"A-apa maksud lo tadi?" Tanganku mendesak Riko untuk mengatakannya lagi. Sebuah kata yang begitu sensitif di ujung telingaku.
"P-playboy?" Nada ini terbata-bata, bahkan wajahku menunduk ke bawah. Suasana yang aku timbulkan sangatlah menegangkan. Walau memang, adik sepupuku memasang wajah sangat serius dari sebelumnya.
Riko mendongakkan dagunya ke depan, mulai meninggi hingga memejamkan matanya untuk beberapa saat. Kemudian wajahnya kembali turun, membuka matanya ke samping diriku berada.
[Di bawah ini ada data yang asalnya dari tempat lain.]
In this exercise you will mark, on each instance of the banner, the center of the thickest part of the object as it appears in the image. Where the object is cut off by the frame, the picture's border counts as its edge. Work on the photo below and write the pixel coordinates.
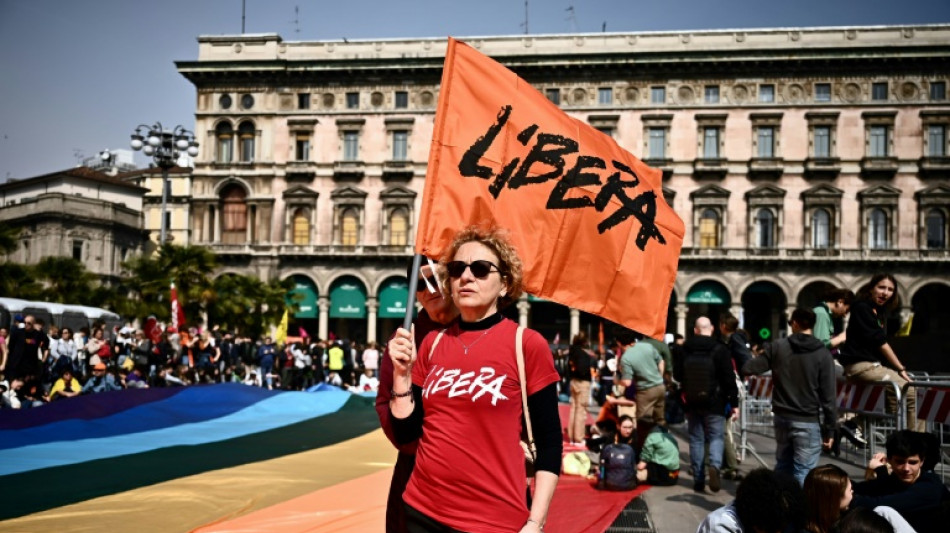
(587, 217)
(178, 314)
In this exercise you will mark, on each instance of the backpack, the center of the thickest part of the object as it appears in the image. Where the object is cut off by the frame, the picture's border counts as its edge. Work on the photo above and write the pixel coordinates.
(700, 385)
(618, 467)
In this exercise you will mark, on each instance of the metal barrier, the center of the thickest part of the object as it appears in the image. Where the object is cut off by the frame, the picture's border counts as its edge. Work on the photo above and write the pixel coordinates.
(933, 408)
(867, 399)
(755, 412)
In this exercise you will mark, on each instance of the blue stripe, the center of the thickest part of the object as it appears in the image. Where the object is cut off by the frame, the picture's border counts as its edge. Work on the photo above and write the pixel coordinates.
(279, 410)
(192, 404)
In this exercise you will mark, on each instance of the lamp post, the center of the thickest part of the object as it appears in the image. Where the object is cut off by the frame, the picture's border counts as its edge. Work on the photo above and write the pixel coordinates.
(164, 146)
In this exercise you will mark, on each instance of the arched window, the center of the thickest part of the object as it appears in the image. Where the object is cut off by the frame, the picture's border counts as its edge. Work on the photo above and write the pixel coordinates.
(936, 224)
(233, 215)
(224, 135)
(877, 229)
(709, 229)
(246, 137)
(349, 227)
(765, 229)
(301, 227)
(398, 227)
(821, 229)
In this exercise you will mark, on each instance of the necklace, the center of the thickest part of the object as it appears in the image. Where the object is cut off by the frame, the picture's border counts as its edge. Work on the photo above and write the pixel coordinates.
(465, 347)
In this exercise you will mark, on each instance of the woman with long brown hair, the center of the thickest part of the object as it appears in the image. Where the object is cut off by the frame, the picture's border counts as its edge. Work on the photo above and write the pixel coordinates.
(827, 493)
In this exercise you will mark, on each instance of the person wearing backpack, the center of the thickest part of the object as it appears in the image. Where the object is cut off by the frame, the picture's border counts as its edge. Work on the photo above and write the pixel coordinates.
(710, 395)
(618, 460)
(803, 398)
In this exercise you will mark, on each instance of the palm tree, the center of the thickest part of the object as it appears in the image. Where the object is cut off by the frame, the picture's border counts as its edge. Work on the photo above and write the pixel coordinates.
(8, 238)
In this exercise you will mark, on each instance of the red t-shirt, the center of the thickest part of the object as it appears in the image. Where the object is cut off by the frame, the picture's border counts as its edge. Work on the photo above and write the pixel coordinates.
(469, 472)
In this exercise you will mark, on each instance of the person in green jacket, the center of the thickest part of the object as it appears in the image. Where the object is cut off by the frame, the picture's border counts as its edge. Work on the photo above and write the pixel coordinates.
(659, 459)
(837, 303)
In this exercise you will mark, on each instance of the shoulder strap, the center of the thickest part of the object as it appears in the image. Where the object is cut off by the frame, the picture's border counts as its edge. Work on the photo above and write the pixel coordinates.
(519, 350)
(435, 343)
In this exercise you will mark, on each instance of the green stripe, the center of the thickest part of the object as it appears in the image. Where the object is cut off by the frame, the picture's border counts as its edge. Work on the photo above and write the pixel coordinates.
(40, 490)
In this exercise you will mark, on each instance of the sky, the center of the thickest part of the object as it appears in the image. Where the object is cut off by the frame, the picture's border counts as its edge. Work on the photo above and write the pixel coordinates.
(77, 76)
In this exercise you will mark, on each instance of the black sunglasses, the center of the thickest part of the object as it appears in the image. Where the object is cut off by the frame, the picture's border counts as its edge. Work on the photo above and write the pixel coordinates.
(480, 269)
(421, 284)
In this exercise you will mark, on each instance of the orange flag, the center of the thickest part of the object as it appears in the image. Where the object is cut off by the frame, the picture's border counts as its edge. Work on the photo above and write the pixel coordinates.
(587, 217)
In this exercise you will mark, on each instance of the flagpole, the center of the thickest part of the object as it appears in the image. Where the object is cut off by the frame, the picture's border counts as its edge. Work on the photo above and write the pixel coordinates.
(413, 284)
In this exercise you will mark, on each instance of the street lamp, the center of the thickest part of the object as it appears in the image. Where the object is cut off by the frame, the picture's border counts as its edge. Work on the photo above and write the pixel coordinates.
(164, 147)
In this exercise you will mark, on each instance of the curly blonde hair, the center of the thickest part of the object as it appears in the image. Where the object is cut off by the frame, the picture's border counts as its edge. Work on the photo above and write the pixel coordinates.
(496, 240)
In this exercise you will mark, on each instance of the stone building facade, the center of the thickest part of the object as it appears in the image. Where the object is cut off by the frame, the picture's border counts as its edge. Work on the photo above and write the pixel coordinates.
(798, 159)
(80, 213)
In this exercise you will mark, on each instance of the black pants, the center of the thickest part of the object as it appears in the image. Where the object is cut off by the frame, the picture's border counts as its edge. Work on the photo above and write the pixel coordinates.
(417, 522)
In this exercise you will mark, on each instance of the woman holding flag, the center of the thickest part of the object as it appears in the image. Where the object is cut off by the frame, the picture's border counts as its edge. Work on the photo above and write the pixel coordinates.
(460, 398)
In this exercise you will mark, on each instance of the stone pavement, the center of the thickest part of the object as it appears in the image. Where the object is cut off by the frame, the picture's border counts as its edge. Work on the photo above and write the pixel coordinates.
(678, 509)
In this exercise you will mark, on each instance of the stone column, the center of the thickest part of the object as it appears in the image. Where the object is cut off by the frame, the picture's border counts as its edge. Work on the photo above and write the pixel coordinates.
(372, 305)
(575, 325)
(523, 308)
(323, 328)
(681, 310)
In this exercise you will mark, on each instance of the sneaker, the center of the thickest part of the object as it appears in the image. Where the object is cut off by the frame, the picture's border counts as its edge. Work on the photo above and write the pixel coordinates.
(714, 482)
(854, 434)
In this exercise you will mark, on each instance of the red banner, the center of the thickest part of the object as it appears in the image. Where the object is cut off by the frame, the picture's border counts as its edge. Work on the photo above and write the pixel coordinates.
(587, 217)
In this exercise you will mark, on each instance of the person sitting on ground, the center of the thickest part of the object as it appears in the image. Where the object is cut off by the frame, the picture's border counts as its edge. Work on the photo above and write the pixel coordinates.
(766, 501)
(66, 386)
(100, 381)
(828, 495)
(659, 459)
(899, 480)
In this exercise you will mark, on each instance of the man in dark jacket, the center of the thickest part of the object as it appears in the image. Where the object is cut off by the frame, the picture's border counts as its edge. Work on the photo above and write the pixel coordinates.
(710, 394)
(910, 487)
(803, 381)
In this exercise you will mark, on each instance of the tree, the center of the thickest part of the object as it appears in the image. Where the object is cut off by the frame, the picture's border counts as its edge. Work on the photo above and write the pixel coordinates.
(247, 304)
(65, 280)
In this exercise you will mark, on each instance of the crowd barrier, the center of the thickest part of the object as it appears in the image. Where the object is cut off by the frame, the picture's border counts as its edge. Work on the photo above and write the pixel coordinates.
(867, 399)
(933, 409)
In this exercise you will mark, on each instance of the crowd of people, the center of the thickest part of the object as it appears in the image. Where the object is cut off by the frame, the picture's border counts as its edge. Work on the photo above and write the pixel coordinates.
(40, 365)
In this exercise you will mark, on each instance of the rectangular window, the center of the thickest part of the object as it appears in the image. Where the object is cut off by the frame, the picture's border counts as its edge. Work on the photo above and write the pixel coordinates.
(351, 146)
(877, 145)
(657, 143)
(400, 145)
(766, 142)
(879, 91)
(302, 149)
(822, 141)
(938, 90)
(937, 140)
(711, 143)
(401, 100)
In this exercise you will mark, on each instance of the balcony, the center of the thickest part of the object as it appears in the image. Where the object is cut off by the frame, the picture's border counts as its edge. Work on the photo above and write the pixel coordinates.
(398, 171)
(300, 171)
(934, 167)
(348, 171)
(766, 168)
(665, 165)
(709, 169)
(879, 168)
(823, 168)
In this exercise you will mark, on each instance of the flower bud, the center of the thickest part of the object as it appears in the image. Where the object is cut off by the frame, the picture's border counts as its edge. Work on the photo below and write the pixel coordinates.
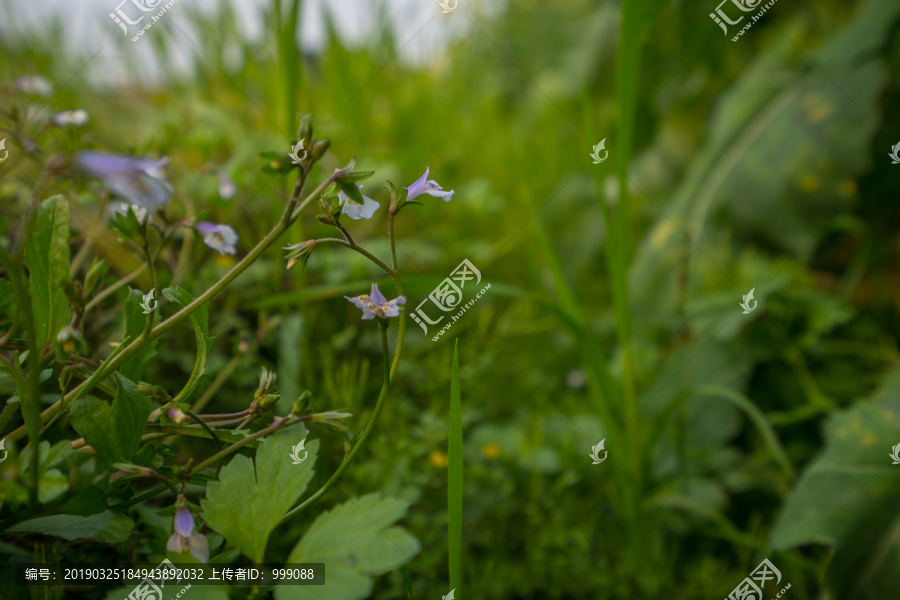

Sepasang bola mata menatapku, serius dan dipenuhi dengan cahaya bola menyatu dengan alam sekitar. Namun lebih cerah dari matahari yang sedang bersinar terang tepat di atas kepalaku. Sedikit condong menyamping, sebentar lagi akan segera mengakhiri siang.
Aku langsung melompat, membawa tubuhku lebih tegak. Mengacungkan dua telapak jemariku ke hadapan Riko, menggeleng-gelengkan kepala. "Riko, kakak mau balik!" tegasku.
Riko ikut berdiri, seakan ingin menghentikan kepulanganku. Tubuhku yang akan berbalik, dia menangkap lenganku. Riko tak ingin aku pergi dari hadapannya. Si adik sepupu yang sering manja ketika dia merasakan sesuatu yang kurang nyaman.
"Kakak!" serunya mencegah. Dia bahkan mencengkeram lenganku lebih keras dari biasanya.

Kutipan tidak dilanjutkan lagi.